While launching or validating, being a generalist (or having a small team of generalists) can be a huge advantage. Massive. However, you are going nowhere fast with generalization. You need to divest yourself of subject area responsibilities as quickly as practical by bringing in a team of specialists. An accomplished generalist can be very effective at managing such a team due to having a good understanding of each of the pieces.

You need people who will give specific areas of your business a focused approach full time as opposed to time-slicing your business.

Scenario: You can code, assemble electronics, test, develop the website, sell, run quickbooks and ship. Great! You should not run the business this way for too long. Maybe while you are in the garage. Almost anyone will agree that getting a real accountant ASAP is a no-brainer. As the business grows you should replace yourself for each of the above tasks by hiring specialists.

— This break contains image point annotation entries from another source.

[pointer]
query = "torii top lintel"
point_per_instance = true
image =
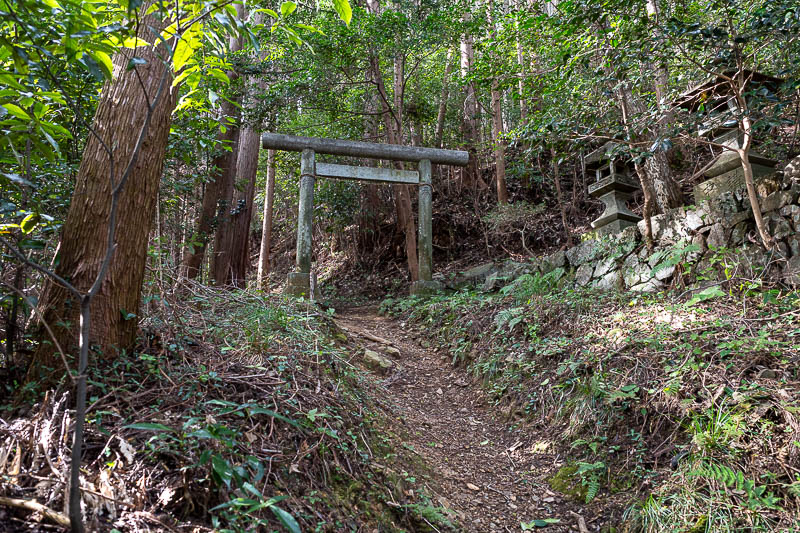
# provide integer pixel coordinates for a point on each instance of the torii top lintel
(392, 152)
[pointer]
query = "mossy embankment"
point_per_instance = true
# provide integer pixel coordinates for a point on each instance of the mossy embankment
(678, 413)
(237, 412)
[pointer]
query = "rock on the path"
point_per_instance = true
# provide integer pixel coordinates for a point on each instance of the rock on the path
(391, 350)
(377, 361)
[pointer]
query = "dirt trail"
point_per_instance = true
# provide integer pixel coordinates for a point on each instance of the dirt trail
(491, 475)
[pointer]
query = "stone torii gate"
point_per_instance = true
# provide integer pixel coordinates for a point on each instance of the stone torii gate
(299, 282)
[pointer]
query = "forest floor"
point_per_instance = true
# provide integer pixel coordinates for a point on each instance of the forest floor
(492, 475)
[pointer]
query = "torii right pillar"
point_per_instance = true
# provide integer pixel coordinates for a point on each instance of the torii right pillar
(425, 284)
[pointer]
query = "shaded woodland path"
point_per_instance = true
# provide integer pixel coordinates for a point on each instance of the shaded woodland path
(492, 476)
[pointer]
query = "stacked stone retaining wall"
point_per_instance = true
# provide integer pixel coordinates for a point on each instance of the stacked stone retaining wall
(718, 236)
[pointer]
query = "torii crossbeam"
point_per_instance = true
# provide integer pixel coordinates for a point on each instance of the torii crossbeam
(299, 282)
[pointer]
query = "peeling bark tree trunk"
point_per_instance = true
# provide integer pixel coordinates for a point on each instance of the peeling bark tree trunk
(469, 124)
(228, 207)
(221, 174)
(266, 228)
(121, 112)
(405, 215)
(247, 168)
(499, 146)
(644, 178)
(497, 128)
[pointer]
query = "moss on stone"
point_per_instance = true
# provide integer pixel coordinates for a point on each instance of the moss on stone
(566, 482)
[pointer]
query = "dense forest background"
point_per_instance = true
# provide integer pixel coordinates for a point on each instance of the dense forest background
(132, 179)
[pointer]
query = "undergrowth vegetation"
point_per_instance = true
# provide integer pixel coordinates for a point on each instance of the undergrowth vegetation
(237, 412)
(682, 413)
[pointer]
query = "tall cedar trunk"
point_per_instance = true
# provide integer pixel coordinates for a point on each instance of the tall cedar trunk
(221, 260)
(120, 115)
(469, 125)
(666, 191)
(499, 147)
(369, 217)
(644, 177)
(443, 99)
(497, 128)
(221, 173)
(560, 197)
(246, 169)
(405, 215)
(266, 228)
(660, 71)
(523, 103)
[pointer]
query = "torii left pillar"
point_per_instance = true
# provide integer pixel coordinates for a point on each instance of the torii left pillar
(299, 282)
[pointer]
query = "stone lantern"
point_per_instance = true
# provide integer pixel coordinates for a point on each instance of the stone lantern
(614, 186)
(714, 99)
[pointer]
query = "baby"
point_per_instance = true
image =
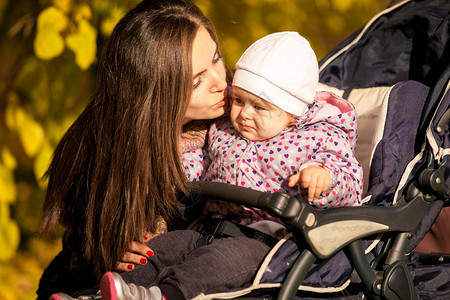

Either you pick one area to focus on or take on a supervisory position running the operation. Nothing else will allow you to scale.

In general terms, I don't see teams of generalists being a good thing at all. For a rapid product development or launch, yeah, sure. To run and grow a company for ten years or more? No way. Bad idea.




These have been my exact thoughts as I've started working with Arduinos and looked into starting a robotics shop -- I can learn to do everything, etch frame solder code make each component myself, but I get passed up by teams of specialists like the Spark Core [1], who are focusing solely on that component.

Thinking of times when I've worked on teams, I've succeeded because I could leverage the synergy of my multiple disciplines, excuse me, because I could take ideas from different fields and use them together. But teams of generalists are just wasting their time, as each generalist will just be specializing in one area or another, and a specialist in that field would be more effective.

Generalists do make good managers, teachers, librarians, etc.